Fed/GFLEC Financial Literacy Seminar Series

December 7, 2017

3:30 PM - 5:00 PM

Seminar VI | The Nature of Household Labor Income Risk

« Event's Main Page

Nicholas Turner

Senior Economist, Federal Reserve Board of Governors

LOCATION

George Washington University School of Business
Duquès Hall, Room 652
2201 G Street NW
(main entrance on 22nd Street between G and H Streets)

Bio

Nick Turner is a senior economist at the Federal Reserve Board of Governors. Previously, Nick worked for seven years in the Office of Tax Analysis at the U.S. Treasury Department. In his research, Nick considers how people respond to government programs and policies, such as how taxpayers learn about benefits administered through the tax code, how tax refunds affect college enrollment and how colleges and universities respond to tax benefits for higher education. Nick’s research also focuses on social mobility, examining the extent to which low-income children grow up to be low-income adults, the role the colleges and universities play in social mobility and analyzing disparities in life expectancy by income.
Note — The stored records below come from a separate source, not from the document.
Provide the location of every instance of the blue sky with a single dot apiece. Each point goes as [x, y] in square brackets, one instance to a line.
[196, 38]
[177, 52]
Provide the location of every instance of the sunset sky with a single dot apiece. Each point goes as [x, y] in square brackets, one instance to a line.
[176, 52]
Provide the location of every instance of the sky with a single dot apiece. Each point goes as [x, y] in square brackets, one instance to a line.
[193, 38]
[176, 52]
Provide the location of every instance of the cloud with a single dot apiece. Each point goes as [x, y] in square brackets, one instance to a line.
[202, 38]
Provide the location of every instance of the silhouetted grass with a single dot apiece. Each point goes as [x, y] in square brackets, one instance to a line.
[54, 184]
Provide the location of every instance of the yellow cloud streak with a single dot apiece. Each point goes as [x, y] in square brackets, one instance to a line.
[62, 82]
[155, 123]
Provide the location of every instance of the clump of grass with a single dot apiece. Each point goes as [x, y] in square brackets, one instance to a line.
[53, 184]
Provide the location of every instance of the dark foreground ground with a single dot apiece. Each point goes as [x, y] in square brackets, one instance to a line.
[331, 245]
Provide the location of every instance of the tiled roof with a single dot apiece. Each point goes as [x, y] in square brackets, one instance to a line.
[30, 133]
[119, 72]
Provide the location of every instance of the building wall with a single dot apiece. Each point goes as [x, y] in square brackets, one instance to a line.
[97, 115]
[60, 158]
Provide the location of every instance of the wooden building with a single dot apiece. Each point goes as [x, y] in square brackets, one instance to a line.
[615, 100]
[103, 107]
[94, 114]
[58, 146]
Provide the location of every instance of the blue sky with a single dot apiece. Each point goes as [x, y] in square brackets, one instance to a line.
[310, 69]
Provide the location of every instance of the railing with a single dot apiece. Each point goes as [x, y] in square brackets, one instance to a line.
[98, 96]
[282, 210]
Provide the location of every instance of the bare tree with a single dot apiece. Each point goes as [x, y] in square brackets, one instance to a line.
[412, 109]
When not thinking about economics, Nick enjoys running, spending time with his wife Lisa and chasing after their two sons, Evan and Jason.

Abstract

What is the labor earnings risk that households face over the business cycle? We answer this question using detailed population level administrative data on earnings from the U.S. Internal Revenue Service from 1999-2014. By analyzing total household earnings as well as each member’s earnings, we offer several new findings.  One, house-holds face substantially less risk compared to risk inferred from only males alone. We find that households have about one-third less skewness risk and roughly half as much dispersion risk. Consistent with work analyzing male labor earnings only, we find that household skewness increases during recessions because larger earning losses are more likely and large earnings gains are less likely compared to expansions. Second, while male earnings dispersion increases during recessions, we find that there is no increase in the dispersion of household earnings during recessions compared to expansions. Third, female labor supply changes ameliorate the household’s earnings risk. Extensive margin responses help to reduce dispersion and skewness of household earnings over the business cycle.